McCarthy nos dio el imaginario y Chomsky las ideas, pero teniendo en cuenta que toda idea es una imagen, y que en toda imagen hay ideas, los gestos de estos autores, complementarios, se funden en uno solo, escalofriante y cierto. Lo que impacta de las descripciones de la novela no es lo salvajes que son (que también), porque no es la violencia por la violencia lo que se persigue en esas páginas: es la descripción de algo más, de un modus operandi organizado, como aprendemos al leer a Chomsky, y cuyo argumentario no desapareció con el siglo XX. En estas lecturas vemos la inversión del deber moral.
La novela es McCarthy, que nos sienta y nos dice: mirémonos en este espejo, somos hijos de esta violencia. (Algo que también haría, algunos años después, aunque con mucha menos capacidad, Martin Scorsese en la muy tibia Gangs of New York). McCarthy tiene un gusto y un talento especial para esas escenas de violencia gráfica: las carga, con su lenguaje tan poético y declamatorio, de un significado que, en ese contexto histórico, no es otro que el de nuestra identidad como especie histórica. Es el reverso de Juan Rulfo (autor al que tanto, por otra parte, se parece McCarthy): en la novela se explicita el horror que en Rulfo es contenido y casi secreto.
Esas escenas están ahí para recordarnos cuál es el timbre de esa época, de ese crisol del que venimos: el del asesinato y la lujuria por arrancar cabelleras. Estas incursiones en la violencia van pautando el avance por el territorio y por los años. Crean el ritmo histórico y social con el que se elimina un pueblo y crece otro, como si fueran, esos picos de masacres, esos sollozos y esos alaridos, el mantra que cohesiona el todo y conforma el talante del espejo que recrea McCarthy.
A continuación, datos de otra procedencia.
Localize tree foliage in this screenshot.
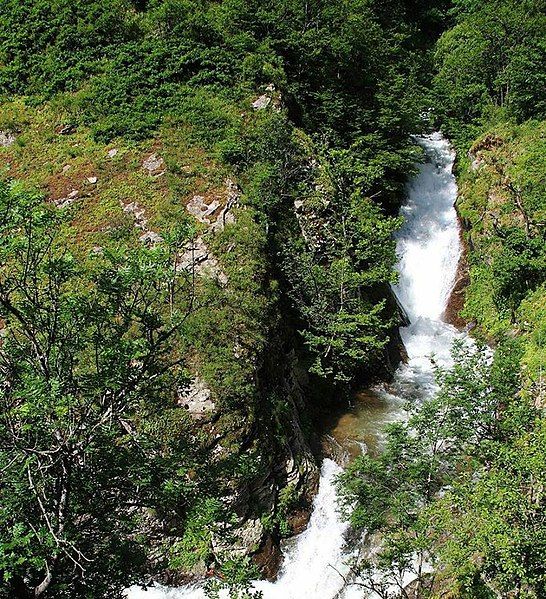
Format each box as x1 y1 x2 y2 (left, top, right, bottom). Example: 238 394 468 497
338 340 545 598
0 183 199 597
Y el juez Holden debe de ser uno de los personajes más misteriosos jamás pensados por mente humana. Aparece menos aún que el capitán Ahab, pero su presencia, inquietante y embrujadora, acaba siendo lo que lo determina todo. Tan es así que parece que las escenas en las que no aparece sean, antes que escenas con otros personajes, escenas sin el juez Holden. Nos cuesta entender que llegue a esos extremos de crueldad pero también nos admira todo lo que sabe y su in quebrantable capacidad para sobrevivir. Harold Bloom, en Cómo leer y por qué, dijo que “la magnificencia del libro –lenguaje, paisajes, personajes, conceptos– acaba por trascender la violencia y convertir la truculencia en un arte aterrador”. Sí, y yo diría que porque se insertó en una dinámica histórica que sigue vigente y porque en su violencia atemporal nos reconocemos.